To ensure a smooth import on HYper-V, first decompress the image file, then convert the raw image to the Hyper-V native .vhdx format before proceeding.

On Windows, you can use a software like V2V Converter.

On Linux you can use the qemu-img command. Example:

qemu-img convert -f raw -O vhdx <source_image.raw> <destination_image.vhdx>

Replace:

  • <source_image.raw> with the actual path to your raw disk image
  • <destination_image.vhdx> with your desired .vhdx filename

Install on VirtualBox

VirtualBox may encounter issues when importing raw disk images directly. To ensure a smooth import, first decompress the image file, then convert the raw image to the VirtualBox native .vdi format before proceeding.

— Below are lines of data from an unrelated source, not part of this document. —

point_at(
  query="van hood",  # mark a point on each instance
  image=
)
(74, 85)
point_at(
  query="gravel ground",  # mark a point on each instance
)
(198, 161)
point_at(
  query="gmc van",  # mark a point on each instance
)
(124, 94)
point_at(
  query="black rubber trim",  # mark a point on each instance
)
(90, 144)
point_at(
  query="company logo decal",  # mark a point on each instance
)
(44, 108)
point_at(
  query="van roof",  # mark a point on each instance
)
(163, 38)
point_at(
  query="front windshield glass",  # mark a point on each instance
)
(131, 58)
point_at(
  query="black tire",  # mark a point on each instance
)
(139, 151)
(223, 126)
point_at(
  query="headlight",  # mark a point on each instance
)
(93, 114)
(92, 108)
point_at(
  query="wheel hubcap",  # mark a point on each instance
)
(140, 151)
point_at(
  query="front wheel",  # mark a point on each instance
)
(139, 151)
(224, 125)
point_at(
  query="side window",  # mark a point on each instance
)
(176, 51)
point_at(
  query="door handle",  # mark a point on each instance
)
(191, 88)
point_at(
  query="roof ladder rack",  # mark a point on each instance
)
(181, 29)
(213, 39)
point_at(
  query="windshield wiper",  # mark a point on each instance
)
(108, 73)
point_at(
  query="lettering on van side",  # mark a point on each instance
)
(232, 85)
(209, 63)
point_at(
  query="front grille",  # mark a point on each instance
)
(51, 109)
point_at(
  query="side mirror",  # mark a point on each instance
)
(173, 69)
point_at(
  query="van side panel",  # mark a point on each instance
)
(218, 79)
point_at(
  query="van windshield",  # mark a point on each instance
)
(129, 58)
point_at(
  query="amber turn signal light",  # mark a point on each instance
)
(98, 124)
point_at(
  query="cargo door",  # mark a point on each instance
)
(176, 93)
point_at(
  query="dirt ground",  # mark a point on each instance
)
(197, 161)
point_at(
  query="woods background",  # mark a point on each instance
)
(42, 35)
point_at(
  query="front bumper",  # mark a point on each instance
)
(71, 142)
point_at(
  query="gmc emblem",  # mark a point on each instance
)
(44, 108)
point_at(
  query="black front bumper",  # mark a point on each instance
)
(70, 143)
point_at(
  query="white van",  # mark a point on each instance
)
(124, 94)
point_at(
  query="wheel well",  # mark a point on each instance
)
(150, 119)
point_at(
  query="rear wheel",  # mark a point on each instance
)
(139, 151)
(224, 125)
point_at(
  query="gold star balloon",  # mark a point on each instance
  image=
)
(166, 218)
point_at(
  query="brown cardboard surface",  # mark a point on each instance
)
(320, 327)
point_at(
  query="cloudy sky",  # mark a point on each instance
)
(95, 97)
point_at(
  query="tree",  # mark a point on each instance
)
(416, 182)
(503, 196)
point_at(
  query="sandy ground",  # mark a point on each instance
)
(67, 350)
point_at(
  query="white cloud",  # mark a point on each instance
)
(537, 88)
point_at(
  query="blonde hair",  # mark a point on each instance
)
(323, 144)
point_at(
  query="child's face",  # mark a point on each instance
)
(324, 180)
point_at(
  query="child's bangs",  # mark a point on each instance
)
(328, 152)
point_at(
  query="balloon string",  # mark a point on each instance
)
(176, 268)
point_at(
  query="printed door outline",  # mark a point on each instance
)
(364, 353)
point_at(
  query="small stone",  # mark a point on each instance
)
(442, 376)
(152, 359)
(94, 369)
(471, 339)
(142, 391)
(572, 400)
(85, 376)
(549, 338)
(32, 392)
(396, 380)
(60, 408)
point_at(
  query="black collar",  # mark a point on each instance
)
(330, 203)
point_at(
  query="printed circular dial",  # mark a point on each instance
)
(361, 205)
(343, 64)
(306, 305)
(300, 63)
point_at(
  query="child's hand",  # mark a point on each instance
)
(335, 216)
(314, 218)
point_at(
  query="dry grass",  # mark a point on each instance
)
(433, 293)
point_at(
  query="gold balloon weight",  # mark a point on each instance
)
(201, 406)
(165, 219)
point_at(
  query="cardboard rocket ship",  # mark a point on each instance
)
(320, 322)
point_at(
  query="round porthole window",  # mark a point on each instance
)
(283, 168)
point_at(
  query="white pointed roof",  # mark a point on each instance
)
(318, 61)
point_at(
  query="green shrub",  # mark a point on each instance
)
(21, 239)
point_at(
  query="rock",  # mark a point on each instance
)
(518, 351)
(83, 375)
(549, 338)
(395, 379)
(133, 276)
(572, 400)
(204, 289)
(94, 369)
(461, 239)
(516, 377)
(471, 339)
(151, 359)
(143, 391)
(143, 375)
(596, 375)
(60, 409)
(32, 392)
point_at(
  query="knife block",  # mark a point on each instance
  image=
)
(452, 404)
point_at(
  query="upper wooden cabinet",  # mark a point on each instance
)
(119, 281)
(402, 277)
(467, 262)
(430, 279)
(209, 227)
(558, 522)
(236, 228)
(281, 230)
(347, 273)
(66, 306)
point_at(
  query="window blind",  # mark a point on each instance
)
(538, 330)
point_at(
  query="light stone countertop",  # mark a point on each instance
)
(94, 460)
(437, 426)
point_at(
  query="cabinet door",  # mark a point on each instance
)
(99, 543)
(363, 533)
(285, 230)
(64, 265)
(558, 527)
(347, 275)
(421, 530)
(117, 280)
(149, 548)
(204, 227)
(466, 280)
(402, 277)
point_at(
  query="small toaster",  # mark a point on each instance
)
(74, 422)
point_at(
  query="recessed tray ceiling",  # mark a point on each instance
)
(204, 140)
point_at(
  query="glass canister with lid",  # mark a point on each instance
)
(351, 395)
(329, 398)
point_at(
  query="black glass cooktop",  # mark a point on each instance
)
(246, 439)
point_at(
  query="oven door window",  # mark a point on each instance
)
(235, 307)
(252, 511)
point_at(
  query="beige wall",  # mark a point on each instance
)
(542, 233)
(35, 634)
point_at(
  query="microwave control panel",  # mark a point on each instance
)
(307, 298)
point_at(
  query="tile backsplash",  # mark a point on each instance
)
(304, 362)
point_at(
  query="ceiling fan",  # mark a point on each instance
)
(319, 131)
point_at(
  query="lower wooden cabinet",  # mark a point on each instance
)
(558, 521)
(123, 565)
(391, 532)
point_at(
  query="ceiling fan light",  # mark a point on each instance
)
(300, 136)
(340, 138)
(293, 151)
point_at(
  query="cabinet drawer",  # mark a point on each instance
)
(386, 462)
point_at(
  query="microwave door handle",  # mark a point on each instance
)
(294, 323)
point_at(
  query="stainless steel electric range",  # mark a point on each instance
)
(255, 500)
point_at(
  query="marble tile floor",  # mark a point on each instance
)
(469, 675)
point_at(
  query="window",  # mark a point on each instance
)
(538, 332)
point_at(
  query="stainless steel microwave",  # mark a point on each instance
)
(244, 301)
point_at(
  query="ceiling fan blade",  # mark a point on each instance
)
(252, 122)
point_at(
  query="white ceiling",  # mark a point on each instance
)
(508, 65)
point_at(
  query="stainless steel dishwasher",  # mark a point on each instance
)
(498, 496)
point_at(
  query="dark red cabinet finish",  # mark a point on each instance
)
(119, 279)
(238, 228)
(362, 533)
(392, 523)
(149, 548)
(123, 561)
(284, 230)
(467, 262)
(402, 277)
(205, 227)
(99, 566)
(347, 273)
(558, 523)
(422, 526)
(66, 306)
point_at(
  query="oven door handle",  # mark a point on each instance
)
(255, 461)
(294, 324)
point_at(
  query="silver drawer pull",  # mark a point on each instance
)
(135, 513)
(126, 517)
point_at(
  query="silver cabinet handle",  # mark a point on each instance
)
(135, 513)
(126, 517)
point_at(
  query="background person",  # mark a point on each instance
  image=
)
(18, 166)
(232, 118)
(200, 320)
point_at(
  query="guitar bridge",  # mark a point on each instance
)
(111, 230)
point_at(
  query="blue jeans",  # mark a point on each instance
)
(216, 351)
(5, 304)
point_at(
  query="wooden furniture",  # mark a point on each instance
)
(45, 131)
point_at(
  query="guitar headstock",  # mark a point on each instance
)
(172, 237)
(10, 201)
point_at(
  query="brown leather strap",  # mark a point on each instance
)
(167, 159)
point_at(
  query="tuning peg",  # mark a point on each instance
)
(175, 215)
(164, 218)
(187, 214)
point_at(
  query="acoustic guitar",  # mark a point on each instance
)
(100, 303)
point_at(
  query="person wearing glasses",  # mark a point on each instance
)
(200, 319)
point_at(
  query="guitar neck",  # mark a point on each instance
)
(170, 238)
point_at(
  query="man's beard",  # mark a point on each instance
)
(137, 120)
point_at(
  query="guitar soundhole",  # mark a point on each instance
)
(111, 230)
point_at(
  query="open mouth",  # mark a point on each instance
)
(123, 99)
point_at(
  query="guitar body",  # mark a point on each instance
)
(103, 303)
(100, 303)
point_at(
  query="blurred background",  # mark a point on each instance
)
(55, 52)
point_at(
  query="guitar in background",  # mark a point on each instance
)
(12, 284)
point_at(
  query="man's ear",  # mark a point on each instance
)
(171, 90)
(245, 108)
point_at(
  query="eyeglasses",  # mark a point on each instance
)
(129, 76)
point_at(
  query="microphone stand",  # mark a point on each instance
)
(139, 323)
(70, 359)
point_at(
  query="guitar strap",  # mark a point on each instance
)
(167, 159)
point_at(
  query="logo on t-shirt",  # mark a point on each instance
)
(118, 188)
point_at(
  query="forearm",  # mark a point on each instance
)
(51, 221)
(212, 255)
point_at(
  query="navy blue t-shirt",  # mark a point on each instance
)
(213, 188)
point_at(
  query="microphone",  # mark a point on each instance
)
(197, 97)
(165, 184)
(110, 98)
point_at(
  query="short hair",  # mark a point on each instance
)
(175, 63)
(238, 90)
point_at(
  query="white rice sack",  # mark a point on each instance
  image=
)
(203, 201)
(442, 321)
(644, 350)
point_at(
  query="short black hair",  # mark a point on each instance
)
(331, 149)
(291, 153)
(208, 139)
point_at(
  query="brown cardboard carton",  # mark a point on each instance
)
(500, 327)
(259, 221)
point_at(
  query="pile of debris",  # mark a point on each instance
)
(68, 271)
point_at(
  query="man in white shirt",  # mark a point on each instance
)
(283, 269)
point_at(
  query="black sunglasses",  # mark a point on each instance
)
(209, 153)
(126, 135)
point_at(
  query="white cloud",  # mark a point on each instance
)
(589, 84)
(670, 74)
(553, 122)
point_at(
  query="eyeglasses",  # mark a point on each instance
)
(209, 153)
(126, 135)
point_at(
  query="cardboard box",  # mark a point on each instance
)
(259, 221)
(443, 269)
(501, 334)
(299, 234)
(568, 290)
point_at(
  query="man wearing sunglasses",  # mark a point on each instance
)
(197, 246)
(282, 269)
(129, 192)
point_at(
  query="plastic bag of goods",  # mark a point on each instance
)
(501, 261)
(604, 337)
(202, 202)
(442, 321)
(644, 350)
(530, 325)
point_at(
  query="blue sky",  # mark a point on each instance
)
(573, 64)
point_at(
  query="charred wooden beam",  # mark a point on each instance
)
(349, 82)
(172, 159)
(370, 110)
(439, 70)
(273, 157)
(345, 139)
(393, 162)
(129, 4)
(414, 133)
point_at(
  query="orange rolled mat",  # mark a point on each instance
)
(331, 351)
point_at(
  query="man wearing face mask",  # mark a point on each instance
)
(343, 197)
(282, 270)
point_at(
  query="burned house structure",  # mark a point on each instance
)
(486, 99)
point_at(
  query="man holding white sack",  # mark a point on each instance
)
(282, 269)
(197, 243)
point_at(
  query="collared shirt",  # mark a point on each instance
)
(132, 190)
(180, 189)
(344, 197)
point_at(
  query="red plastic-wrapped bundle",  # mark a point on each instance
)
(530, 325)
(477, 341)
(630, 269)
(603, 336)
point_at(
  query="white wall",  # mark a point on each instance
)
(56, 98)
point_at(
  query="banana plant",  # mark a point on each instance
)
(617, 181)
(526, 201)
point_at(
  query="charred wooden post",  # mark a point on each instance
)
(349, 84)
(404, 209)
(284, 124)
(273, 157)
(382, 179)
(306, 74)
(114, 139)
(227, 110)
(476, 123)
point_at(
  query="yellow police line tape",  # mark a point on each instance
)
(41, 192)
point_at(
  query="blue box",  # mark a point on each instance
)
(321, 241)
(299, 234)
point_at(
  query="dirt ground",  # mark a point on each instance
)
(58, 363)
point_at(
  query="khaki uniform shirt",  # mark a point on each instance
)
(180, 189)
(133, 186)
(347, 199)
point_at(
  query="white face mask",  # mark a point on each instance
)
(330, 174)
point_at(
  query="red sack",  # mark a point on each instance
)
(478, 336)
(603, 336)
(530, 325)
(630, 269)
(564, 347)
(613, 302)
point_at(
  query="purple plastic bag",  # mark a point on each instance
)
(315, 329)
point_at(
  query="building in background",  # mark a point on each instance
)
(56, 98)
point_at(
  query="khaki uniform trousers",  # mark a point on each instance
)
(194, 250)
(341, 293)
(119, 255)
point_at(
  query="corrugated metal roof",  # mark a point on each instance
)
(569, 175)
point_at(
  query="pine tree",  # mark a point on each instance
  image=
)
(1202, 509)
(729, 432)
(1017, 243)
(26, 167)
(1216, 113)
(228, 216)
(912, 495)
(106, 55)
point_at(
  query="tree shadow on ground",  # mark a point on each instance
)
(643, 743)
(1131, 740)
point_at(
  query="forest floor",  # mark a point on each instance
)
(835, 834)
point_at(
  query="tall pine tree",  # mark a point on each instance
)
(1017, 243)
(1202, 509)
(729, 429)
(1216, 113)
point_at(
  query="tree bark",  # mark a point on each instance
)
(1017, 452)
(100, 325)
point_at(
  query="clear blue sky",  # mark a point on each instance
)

On Windows, Linux and macOS you can use the built-in VBoxManage tool. Example:

VBoxManage convertfromraw <source_image.raw> <destination_image.vdi>

Replace:

  • <source_image.raw> with the actual path to your raw disk image
  • <destination_image.vdi> with your desired .vdi filename

Default network configuration

When you first boot NethSecurity, the system will try to configure the network interfaces.

By default, the network configuration will be as follows:

  • The LAN interface will be configured with a static IP address of 192.168.1.1.
  • The WAN interface will be configured to use DHCP to obtain an IP address from your ISP.

An exception to this default network configuration is virtual machines running on KVM and on Digital Ocean cloud provider (droplet). In this case, the network configuration will be as follows:

  • The LAN interface will be configured to use DHCP to obtain an IP address from the virtualization platform.
  • The WAN interface will be configured to use DHCP to obtain an IP address from your ISP.

Note: If you are using NethSecurity in a production environment, you may need to modify the default network configuration to meet your specific needs. For example, you may need to configure the LAN interface with a different IP address or configure the WAN interface to use a static IP address.